[101754] in North American Network Operators' Group
Re: request for help w/ ATT and terminology
daemon@ATHENA.MIT.EDU (Joe Greco)
Thu Jan 17 10:30:52 2008
From: Joe Greco <jgreco@ns.sol.net>
To: michael.dillon@bt.com
Date: Thu, 17 Jan 2008 09:15:30 -0600 (CST)
Cc: nanog@merit.edu
In-Reply-To: <D03E4899F2FB3D4C8464E8C76B3B68B001C30C43@E03MVC4-UKBR.domain1.systemhost.net> from "michael.dillon@bt.com" at Jan 17, 2008 10:54:42 AM
Errors-To: owner-nanog@merit.edu
> P.S. if your network is all in one cage, it can't be that difficult
> to just renumber it all into AT&T address space.

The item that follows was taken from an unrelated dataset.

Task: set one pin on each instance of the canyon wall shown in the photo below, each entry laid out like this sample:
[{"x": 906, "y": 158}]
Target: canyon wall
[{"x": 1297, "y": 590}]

Oh, come on, let's not be naive. It's perfectly possible to have a common
situation where it would be exceedingly difficult to do this. Anything
that gets wired in by IP address, particularly on remote computers, would
make this a killer. That could include things such as firewall rules/ACL's,
recursion DNS server addresses, VPN adapters, VoIP equipment with stacks too
stupid to do DNS, etc.
... JG
--
Joe Greco - sol.net Network Services - Milwaukee, WI - http://www.sol.net
"We call it the 'one bite at the apple' rule. Give me one chance [and] then I
won't contact you again." - Direct Marketing Ass'n position on e-mail spam(CNN)
With 24 million small businesses in the US alone, that's way too many apples.